Record d'affluence pour la 53e Foire du livre de Bruxelles qui s'est tenue à Tour & Taxis du 30 mars au 2 avril. Les organisateurs annoncent qu'elle a généré 80.000 tickets. S'ils n'ont peut-être pas tous donné lieu à une visite, il y a eu un monde inouï dans les allées tout au long du week-end. Et partout, une fois que la signalétique avait été améliorée, indiquant en grand que la visite se poursuivait dans un autre bâtiment, celui de la Gare Maritime. Comme chaque fois, il y a eu les auteurs qui généraient des files incroyables de chasseurs d'autographes, Amélie Nothomb, Eric-Emmanuel Schmitt, Grégoire Delacourt pour ne citer qu'eux, et il y a eu ceux qui ont attendu le client/le lecteur. Comme chaque fois, il y a eu les maisons d'édition et les librairies qui ont super bien vendu, et il y a eu les maisons d'édition et les librairies qui ont dû remballer leur stock. Comme chaque fois, il y a eu les rencontres qui faisaient salle comble et il y a eu celles où les sièges sont restés vides. C'est la loi d'une Foire du livre à Bruxelles, le côté positif 2023 étant l'enthousiasme des visiteurs qui y sont revenus en masse.


Louis Joos à l'honneur

Parmi les rencontres peu suivies, celle organisée dimanche après-midi autour de Louis Joos. Notre merveilleux illustrateur était accompagné de Rascal, son vieux complice, et de son ami auteur-illustrateur Pascal Lemaître. La conversation précédait la remise, des mains de Nadine Vanwelkenhuyzen, directrice générale adjointe au Service général des Lettres et du Livre, du Prix de la Fédération Wallonie-Bruxelles pour sa contribution au rayonnement de la littérature jeunesse en Belgique francophone.  Un maigre public d'une petite vingtaine de personnes, membres du jury l'ayant couronné, membres d'une fondation privée, personnes de sa maison d'édition ou famille du lauréat. Quel dommage!

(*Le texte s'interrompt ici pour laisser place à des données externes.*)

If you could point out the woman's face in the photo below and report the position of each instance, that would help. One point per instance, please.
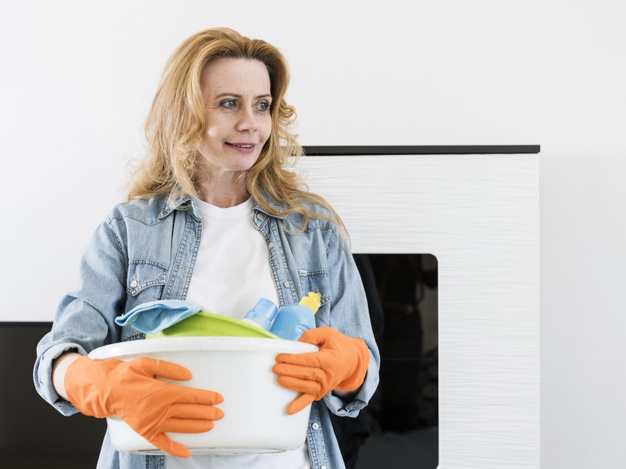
(237, 97)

Quoi qu'il en soit, ces lauriers sont une excellente nouvelle et une juste consécration, couronnant un immense artiste en littérature, jeunesse, BD et jazz, et en peinture (lire ici). Autre motif de réjouissance, la sortie en septembre d'un nouvel album jeunesse illustré par Louis Joos sur un texte de Rascal, "Buffalo Kid" (l'école des loisirs, Pastel). Cette histoire de bisons en Amérique arrivera plus de dix ans après la précédente, "Mère magie" (texte de Carl Norac, même éditeur). Un projet dont Louis Joos m'avait déjà parlé fin 2017 (lire ici en pages 32 à 37). Un album qui s'est créé comme les précédents du duo Rascal-Louis Joos: le premier compose une ébauche de texte, le second dessine et fait quelques suggestions, le premier écrit le texte définitif sur base des dessins réalisés.

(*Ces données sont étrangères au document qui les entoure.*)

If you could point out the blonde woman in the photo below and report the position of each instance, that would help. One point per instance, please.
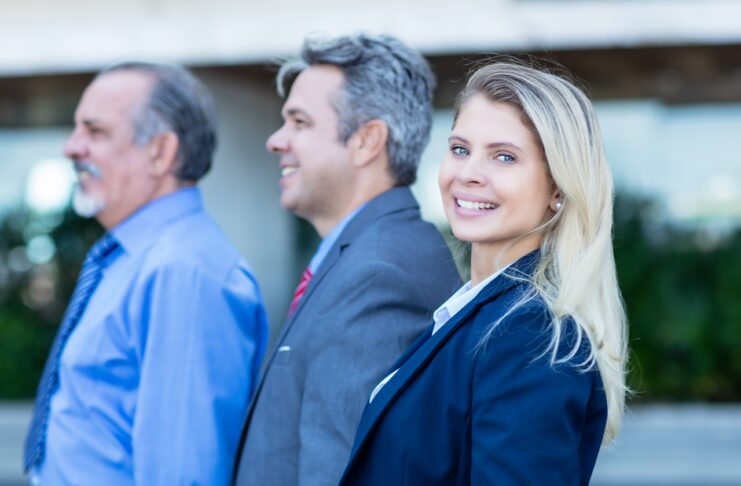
(521, 377)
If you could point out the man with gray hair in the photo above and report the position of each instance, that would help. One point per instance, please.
(356, 120)
(154, 362)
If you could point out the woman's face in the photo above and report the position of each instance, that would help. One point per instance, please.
(493, 179)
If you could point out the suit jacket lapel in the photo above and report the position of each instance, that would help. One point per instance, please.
(415, 361)
(393, 200)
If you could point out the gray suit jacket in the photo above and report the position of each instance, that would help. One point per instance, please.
(370, 298)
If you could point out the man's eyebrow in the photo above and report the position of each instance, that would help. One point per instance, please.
(91, 122)
(295, 112)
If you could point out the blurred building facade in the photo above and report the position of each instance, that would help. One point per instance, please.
(660, 54)
(666, 77)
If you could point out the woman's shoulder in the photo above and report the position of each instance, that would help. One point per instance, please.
(522, 320)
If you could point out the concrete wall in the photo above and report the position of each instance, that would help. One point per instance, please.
(242, 190)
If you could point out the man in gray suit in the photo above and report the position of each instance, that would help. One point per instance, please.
(356, 120)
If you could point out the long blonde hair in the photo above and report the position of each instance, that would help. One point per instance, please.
(576, 274)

Editeur jeunesse écoresponsable

Maison d'édition jeunesse créée à Nantes en 2019, La cabane bleue publie des livres illustrés pour sensibiliser les enfants à la protection de la planète dans une démarche 100 % écoresponsable. C'est-à-dire, quatre titres par an maximum, bien conçus et accompagnés, tous sur le même format pour optimiser l'impression réalisée en France, sans couverture à pelliculage plastique, avec des droits d'auteur supérieurs à la moyenne, distribués en Belgique par Makassar.

Les titres des différentes collections montrent bien combien chaque album apparaît original dans l'océan de livres jeunesse publiés sur tout et n'importe quoi. La collection "Mon humain et moi" présente des personnes célèbres par le biais de leur animal. "Les herbes folles" évoquent la nature et l'écologie autrement. "Suis du doigt" invite l'enfant à déterminer son parcours dans les pages qui lui présentent une espèce menacée. "Les histoires" réunissent des fictions sur les questions écologiques. Catalogue complet ici.

Aglaé, par Giulia Vetri. (c) La cabane bleue.

Revenons sur l'album documentaire "Charles et moi" d'Emmanuelle Grundmann aux textes et Giulia Vetri aux illustrations (La cabane bleue, 2019, 28 pages). Bien sûr, il y sera de la découverte de la théorie de l'évolution par Charles Darwin. Mais toute l'originalité de l'album tient dans le fait que la narratrice en est Aglaé, le poulpe que le naturaliste a capturé en 1832 près des îles du Cap-Vert et installé dans un bocal posé sur son bureau à bord du Beagle. Aglaé nous raconte l'homme en face d'elle, ses recherches, ses découvertes et l'évolution de leur relation. Un point de vue original et percutant porté par de somptueuses illustrations. Dès 8 ans.


Poésie jeunesse voyageuse

Quelle belle rencontre que les mots de la Belge Béatrice Libert et les dessins de Kotimi, une Japonaise vivant depuis longtemps à Paris (lire ici). Leur recueil de poèmes, "Voyages à perdre haleine" (Motus, 64 pages) est une puissante invitation à bouger. Qu'on soit une valise, un voyageur, un chapeau, un vaisseau spatial, un éléphant ou un escargot... C'est que chez la poétesse à la belle imagination, à la toute aussi grande tendresse et à l'humour très présent, tout peut voyager. Les humains comme les animaux ou les objets. Cela donne lieu à de formidables petits textes, souvent fantaisistes, où la première phrase ne permet en général pas de deviner la dernière. Ce merveilleux pouvoir de la poésie de tout déménager est transcendé par les illustrations de Kotimi qui a réinterprété chaque poème pour le porter encore plus loin. Combien de kilomètres parcourt-on dans cet excellent recueil? La question ne demande pas de réponse car le plus important est l'envie de remuer, de bouger, de voyager, que distillent irrésistiblement toutes ces doubles pages. Pour tous dès 6 ans.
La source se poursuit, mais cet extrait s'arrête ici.